Indeed, cross-sectional studies show that religiosity is associated with greater self-control and with personality traits such as amiability, conscientiousness, and empathy (McCullough and Willoughby, 2009; Pearson et al., 1986). Other longitudinal studies show that religious families tend to have less impulsive children who have more self-control (Bartkowski et al., 2008). Hence, greater religiosity during adolescence may positively mold personality traits in adulthood (Wink et al., 2007). However, other studies suggest that specific personality traits determine whether the individual becomes more or less religious (McCullough and Willoughby, 2009; Wink et al., 2007). Regardless, these results suggest that religious experience may reduce the expression of impulsivity, which could in and of itself decrease suicidality.

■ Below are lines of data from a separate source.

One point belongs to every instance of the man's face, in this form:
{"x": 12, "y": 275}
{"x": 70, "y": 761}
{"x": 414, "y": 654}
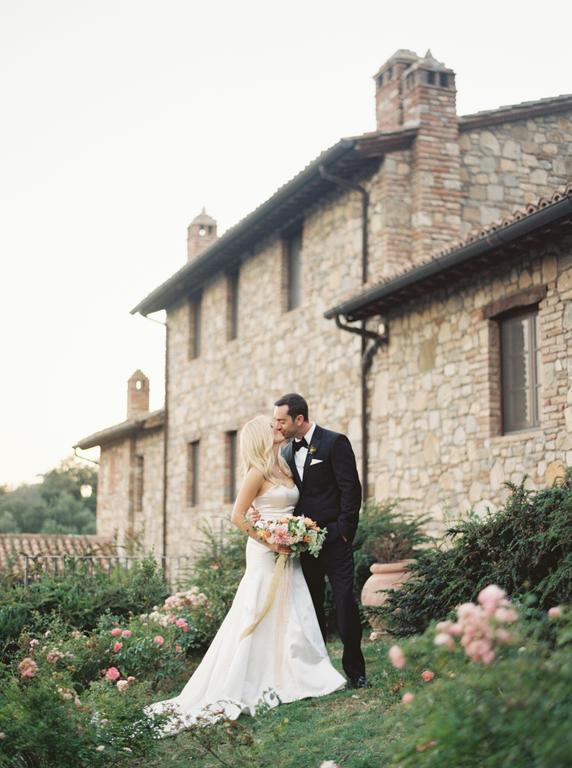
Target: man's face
{"x": 284, "y": 423}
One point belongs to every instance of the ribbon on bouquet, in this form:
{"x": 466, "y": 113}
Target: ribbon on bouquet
{"x": 279, "y": 566}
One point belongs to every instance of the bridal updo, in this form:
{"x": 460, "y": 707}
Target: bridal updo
{"x": 256, "y": 448}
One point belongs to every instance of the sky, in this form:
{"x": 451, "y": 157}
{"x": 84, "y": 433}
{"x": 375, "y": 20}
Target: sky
{"x": 121, "y": 119}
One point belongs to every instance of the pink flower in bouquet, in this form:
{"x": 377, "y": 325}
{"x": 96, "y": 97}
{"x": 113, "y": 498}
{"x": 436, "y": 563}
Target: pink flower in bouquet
{"x": 407, "y": 698}
{"x": 113, "y": 673}
{"x": 27, "y": 667}
{"x": 281, "y": 536}
{"x": 54, "y": 656}
{"x": 396, "y": 656}
{"x": 182, "y": 624}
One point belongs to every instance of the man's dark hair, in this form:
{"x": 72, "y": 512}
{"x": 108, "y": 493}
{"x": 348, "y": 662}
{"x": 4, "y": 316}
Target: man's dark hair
{"x": 297, "y": 406}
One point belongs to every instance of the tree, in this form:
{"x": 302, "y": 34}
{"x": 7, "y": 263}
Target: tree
{"x": 64, "y": 502}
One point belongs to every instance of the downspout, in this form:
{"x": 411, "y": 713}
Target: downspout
{"x": 165, "y": 441}
{"x": 366, "y": 353}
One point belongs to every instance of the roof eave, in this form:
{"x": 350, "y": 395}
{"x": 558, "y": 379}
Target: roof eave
{"x": 362, "y": 306}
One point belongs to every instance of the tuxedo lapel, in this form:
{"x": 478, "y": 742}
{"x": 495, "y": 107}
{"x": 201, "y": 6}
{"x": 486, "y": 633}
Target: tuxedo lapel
{"x": 288, "y": 454}
{"x": 312, "y": 451}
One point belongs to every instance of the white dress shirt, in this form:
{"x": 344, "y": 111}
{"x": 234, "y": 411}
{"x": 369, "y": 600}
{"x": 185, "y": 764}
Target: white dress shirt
{"x": 301, "y": 454}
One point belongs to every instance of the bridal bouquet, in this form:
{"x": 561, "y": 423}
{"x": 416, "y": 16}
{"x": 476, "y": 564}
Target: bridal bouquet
{"x": 300, "y": 534}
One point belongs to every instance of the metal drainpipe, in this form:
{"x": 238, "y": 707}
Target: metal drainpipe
{"x": 165, "y": 440}
{"x": 366, "y": 357}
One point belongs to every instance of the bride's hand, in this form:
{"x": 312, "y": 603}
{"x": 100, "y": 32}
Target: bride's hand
{"x": 280, "y": 549}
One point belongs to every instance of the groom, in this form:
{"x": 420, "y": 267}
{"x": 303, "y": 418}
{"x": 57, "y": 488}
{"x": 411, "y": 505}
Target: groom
{"x": 324, "y": 469}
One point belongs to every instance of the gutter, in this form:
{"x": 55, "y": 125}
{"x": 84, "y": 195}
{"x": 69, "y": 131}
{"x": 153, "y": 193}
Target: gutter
{"x": 367, "y": 353}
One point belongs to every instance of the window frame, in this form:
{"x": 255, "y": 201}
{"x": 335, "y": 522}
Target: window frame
{"x": 193, "y": 469}
{"x": 534, "y": 366}
{"x": 293, "y": 247}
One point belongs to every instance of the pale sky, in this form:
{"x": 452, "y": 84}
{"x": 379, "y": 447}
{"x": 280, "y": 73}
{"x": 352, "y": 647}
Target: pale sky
{"x": 120, "y": 119}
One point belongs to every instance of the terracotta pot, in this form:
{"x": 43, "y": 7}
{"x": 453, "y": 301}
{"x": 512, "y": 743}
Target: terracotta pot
{"x": 384, "y": 576}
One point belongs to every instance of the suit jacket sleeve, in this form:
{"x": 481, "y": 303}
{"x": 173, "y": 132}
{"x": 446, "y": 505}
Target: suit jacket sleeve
{"x": 347, "y": 480}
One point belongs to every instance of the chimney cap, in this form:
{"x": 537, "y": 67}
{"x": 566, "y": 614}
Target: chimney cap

It is important to note that this complex relationship between religiosity, impulsiveness, mental illness, and suicidal behavior could be bidirectional; that is, just as mental illness might impair religious involvement, religiosity could, through multiple mechanisms, diminish the expression of mental illness and impulsive behaviors and dissuade one from suicide (Seybold, 2007; Park, 2007).
Certain limitations are inherent in this work. This was a cross-sectional study; therefore, cause and effect relationships were not evaluated. The sample size was small, and all of the patients had been part of a subgroup of people who had attempted suicide by means of substances, warranting caution in interpreting the results. Additionally, because of the study’s size, the patients were not evaluated for specific pathologies, which should be conducted in future studies.
Our data reveal that healthy individuals are more religious and less impulsive than are patients with mental disorders, suggesting that the presence of a mental illness may modify the relationship between impulsivity and religiosity or religiosity may affect the relationship between impulsivity and mental illness. Future research could help us to answer these questions.
This study was supported in part by the Program of Mood and Anxiety Disorders (CETHA).
The authors declare no conflict of interest.